Ces affaires ne sont pas de simples coïncidences. Elles révèlent une fragilité structurelle dans la protection des mineurs. Chaque été, les mêmes conditions se répètent, enfants laissés seuls dans les foules, encadrants insuffisamment formés ou contrôlés, activités organisées sans surveillance stricte. La saison estivale, censée être un moment de répit et de joie, devient paradoxalement une période de forte exposition. Les espaces de loisirs et de fête se transforment en zones de risque, où l’anonymat et le relâchement de la vigilance ouvrent la voie aux prédateurs. Le Maroc ne se reconnaît pas dans ces crimes, et chaque affaire suscite une indignation massive. Mais l’indignation, seule, ne protège pas.

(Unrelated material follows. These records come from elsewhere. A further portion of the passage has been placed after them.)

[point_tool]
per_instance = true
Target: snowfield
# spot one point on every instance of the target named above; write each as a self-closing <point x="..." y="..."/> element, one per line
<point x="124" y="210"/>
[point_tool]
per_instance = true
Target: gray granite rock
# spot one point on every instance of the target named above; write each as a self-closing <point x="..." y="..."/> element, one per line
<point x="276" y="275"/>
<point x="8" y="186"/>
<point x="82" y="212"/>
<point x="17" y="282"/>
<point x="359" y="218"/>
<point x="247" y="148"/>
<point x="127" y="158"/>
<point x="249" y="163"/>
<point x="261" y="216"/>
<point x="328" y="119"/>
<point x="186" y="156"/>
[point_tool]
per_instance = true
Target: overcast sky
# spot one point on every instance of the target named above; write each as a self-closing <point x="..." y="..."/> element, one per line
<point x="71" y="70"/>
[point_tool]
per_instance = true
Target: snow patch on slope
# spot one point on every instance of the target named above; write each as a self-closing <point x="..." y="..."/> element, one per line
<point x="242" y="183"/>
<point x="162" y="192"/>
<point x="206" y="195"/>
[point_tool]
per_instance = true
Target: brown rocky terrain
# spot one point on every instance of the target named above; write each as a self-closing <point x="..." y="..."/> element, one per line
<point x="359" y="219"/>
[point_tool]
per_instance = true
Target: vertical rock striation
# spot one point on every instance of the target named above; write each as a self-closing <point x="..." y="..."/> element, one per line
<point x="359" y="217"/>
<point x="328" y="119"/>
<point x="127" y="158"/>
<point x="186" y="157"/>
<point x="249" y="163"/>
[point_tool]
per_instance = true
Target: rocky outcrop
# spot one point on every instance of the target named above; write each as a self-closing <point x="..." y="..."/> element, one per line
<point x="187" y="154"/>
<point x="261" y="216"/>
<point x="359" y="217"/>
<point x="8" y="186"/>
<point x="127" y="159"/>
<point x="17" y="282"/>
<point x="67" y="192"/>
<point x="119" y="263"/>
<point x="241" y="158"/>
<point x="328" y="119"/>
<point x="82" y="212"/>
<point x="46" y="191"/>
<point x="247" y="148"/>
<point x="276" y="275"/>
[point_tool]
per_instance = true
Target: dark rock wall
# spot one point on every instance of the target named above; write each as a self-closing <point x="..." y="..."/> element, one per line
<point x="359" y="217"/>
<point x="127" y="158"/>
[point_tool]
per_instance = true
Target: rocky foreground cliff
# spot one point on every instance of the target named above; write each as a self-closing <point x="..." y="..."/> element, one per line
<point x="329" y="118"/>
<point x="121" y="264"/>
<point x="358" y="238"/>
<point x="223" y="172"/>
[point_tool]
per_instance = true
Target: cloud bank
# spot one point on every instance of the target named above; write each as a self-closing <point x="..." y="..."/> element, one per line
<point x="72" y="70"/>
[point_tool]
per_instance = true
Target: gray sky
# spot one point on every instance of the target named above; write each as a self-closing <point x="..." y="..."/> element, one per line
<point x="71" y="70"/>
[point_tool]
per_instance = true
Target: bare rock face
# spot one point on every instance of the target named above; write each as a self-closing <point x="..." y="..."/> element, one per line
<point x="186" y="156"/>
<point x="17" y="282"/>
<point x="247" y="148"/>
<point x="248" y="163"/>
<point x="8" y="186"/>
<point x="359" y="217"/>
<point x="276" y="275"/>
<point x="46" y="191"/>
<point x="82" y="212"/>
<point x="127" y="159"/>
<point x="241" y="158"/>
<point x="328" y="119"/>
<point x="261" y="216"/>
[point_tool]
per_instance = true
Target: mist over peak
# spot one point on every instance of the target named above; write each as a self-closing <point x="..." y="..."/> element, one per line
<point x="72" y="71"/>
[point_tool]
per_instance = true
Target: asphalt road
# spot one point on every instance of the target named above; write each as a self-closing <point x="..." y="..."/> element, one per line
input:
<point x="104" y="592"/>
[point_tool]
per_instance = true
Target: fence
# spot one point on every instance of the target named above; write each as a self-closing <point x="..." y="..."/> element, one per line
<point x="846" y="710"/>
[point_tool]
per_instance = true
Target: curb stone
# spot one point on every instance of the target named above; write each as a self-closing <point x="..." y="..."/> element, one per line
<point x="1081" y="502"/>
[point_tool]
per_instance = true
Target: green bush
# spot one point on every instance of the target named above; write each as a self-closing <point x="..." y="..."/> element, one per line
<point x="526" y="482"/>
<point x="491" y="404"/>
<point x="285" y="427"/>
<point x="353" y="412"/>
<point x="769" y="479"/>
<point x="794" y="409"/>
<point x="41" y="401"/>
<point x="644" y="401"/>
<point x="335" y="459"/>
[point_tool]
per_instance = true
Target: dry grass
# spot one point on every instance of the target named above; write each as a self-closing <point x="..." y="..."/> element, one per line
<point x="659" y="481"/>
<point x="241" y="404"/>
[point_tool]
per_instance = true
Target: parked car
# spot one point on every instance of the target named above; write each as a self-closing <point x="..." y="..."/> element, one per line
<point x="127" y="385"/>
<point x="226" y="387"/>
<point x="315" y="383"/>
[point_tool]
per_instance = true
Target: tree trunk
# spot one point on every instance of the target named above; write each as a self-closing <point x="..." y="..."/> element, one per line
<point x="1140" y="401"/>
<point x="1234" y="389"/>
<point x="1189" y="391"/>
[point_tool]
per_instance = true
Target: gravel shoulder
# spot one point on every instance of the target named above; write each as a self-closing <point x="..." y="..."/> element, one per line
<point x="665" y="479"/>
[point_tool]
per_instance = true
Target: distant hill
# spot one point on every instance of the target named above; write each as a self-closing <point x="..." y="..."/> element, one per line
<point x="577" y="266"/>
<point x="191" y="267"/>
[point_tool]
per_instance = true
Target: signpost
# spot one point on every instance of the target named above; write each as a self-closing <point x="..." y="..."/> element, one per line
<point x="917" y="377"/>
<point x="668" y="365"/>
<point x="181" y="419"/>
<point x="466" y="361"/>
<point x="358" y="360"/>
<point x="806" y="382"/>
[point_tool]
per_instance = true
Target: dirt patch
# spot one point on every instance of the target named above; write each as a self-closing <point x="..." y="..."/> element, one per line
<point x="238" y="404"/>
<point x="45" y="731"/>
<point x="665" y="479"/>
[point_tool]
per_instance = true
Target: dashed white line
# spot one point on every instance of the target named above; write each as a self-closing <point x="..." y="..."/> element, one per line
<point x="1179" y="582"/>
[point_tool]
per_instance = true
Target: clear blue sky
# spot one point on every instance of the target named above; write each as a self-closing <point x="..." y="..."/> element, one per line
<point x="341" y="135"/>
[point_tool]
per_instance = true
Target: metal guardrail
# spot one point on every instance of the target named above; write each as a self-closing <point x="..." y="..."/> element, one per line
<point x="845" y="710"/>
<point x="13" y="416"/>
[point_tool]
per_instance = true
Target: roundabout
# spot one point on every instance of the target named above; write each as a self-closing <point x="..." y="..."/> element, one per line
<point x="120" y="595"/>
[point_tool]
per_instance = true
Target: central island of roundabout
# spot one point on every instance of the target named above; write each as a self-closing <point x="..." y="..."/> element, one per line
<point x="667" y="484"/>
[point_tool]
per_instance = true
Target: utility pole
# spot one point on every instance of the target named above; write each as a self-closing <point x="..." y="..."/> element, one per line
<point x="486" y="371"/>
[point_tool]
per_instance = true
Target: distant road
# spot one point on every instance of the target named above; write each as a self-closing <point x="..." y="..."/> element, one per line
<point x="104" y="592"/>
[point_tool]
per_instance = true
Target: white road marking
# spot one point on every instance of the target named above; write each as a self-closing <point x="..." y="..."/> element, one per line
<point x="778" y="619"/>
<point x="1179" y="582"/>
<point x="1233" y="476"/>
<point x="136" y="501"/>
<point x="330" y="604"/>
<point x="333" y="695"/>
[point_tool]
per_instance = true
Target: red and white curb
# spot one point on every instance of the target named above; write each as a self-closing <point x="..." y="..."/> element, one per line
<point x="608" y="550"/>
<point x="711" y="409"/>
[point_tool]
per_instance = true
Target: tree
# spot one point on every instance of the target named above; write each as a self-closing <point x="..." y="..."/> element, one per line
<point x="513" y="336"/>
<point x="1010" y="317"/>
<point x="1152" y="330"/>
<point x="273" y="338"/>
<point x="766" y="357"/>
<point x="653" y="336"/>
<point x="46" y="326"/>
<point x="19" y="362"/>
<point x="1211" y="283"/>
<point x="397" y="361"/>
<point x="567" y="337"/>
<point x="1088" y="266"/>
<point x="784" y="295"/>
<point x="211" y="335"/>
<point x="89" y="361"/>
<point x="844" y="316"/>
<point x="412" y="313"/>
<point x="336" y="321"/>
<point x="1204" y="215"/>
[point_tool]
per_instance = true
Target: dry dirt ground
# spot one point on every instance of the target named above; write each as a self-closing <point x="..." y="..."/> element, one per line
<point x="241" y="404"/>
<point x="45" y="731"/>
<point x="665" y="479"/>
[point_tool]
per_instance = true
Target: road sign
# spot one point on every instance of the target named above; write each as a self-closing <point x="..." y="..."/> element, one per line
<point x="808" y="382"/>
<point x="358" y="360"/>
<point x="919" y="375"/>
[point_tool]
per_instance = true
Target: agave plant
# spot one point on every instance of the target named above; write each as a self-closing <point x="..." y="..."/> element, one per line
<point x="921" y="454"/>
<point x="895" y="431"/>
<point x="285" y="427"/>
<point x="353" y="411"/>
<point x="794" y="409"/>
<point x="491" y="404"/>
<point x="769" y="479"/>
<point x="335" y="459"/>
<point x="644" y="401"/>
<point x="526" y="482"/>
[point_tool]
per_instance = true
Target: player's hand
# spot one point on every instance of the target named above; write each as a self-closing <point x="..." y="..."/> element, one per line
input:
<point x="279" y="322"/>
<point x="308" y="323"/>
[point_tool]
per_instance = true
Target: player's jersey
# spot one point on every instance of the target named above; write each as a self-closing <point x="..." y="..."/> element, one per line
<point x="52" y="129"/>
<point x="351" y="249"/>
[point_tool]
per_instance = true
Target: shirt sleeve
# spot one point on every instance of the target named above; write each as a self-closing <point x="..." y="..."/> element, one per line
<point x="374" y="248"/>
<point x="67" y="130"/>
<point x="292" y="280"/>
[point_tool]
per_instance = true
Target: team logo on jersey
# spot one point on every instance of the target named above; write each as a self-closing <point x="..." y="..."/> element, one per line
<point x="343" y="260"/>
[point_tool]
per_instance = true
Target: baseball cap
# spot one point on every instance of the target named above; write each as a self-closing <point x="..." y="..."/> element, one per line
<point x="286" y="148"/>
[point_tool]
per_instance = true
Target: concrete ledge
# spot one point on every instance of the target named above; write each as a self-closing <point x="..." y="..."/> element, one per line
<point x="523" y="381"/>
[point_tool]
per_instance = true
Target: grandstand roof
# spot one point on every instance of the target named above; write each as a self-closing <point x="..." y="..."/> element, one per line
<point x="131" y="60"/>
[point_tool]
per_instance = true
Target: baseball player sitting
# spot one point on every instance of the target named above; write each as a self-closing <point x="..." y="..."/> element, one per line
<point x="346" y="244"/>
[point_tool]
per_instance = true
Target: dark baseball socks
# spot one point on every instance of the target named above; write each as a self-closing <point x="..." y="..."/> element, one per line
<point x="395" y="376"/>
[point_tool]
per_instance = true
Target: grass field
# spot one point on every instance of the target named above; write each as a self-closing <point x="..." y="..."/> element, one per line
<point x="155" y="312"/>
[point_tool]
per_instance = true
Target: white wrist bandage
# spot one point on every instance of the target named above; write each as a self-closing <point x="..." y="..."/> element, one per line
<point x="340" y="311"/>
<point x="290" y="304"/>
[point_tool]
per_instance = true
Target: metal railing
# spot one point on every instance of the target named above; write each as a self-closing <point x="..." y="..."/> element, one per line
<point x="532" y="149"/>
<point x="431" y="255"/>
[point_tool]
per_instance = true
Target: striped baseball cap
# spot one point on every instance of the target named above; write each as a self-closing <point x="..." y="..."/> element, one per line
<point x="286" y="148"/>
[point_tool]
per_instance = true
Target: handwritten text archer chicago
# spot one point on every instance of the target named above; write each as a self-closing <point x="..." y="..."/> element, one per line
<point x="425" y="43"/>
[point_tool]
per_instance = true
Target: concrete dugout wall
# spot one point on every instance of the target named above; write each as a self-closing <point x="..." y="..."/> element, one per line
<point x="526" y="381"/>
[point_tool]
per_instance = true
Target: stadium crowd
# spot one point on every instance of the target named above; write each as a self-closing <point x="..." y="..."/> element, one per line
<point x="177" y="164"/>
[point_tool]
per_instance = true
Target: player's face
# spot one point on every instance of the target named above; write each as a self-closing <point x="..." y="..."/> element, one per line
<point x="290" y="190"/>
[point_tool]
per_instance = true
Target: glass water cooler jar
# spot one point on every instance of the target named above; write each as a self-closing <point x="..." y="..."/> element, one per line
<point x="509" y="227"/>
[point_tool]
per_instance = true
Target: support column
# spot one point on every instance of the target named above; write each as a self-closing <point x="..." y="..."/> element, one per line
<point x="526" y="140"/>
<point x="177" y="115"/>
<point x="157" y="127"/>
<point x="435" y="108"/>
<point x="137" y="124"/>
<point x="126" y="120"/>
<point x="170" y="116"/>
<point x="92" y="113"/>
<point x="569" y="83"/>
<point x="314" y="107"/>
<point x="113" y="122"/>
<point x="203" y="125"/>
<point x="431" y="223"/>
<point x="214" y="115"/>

Les associations comme Touche pas à mon enfant ou l’AMDH alertent depuis des années: il manque une politique de prévention ferme, des contrôles systématiques, des mécanismes d’écoute adaptés aux enfants et une vigilance collective constante.
Ce qui choque le plus, c’est la répétition de ces drames. La société marocaine ne les accepte pas, elle les dénonce, mais elle ne parvient pas encore à empêcher qu’ils se produisent. Chaque été, les mêmes blessures se rouvrent, les mêmes débats refont surface, et les mêmes promesses sont réitérées. Mais pendant ce temps, les enfants continuent de subir l’indicible.
La question demeure, brutale et urgente: jusqu’à quand faudra-t-il attendre pour que la protection des mineurs devienne une priorité absolue, au-delà de l’émotion et des condamnations judiciaires?